7.5.3 Burden of proof
7.5.3.2 Other "print equivalent" publications
Many sources other than scientific publishers are generally deemed to provide reliable publication dates. These include for example publishers of newspapers or periodicals or television or radio stations. Academic institutions (such as academic societies or universities), international organisations (such as the European Space Agency ESA), public organisations (such as ministries or public research agencies) or standardisation bodies also typically fall into this category.
Some universities host what are known as "eprint archives" to which authors submit reports on research results in electronic form before they are submitted or accepted for publication by a conference or journal. In fact, some of these reports are never published anywhere else.
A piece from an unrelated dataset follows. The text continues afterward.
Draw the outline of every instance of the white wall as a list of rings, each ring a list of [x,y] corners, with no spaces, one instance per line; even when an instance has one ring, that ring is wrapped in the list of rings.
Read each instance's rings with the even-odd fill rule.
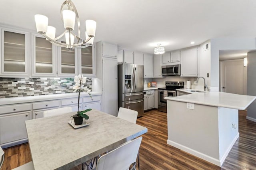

The most well-known archive of this kind is arXiv.org (arxiv.org, hosted by the Cornell University Library), but there are several others, e.g. the Cryptology eprint archive (eprint.iacr.org, hosted by the International Association for Cryptology Research). Some of these archives crawl the internet to automatically retrieve publications which are publicly available from researchers' web pages, such as CiteseerX (citeseerx.ist.psu.edu, hosted by Pennsylvania State University).
Companies, organisations or individuals use the internet to publish documents previously published on paper, including manuals for software products such as video games, handbooks for products such as mobile phones, product catalogues or price lists and white papers on products or product families. Since most of these documents are obviously aimed at the public – e.g. actual or potential customers – and so meant for publication, the date given can be taken as a date of publication.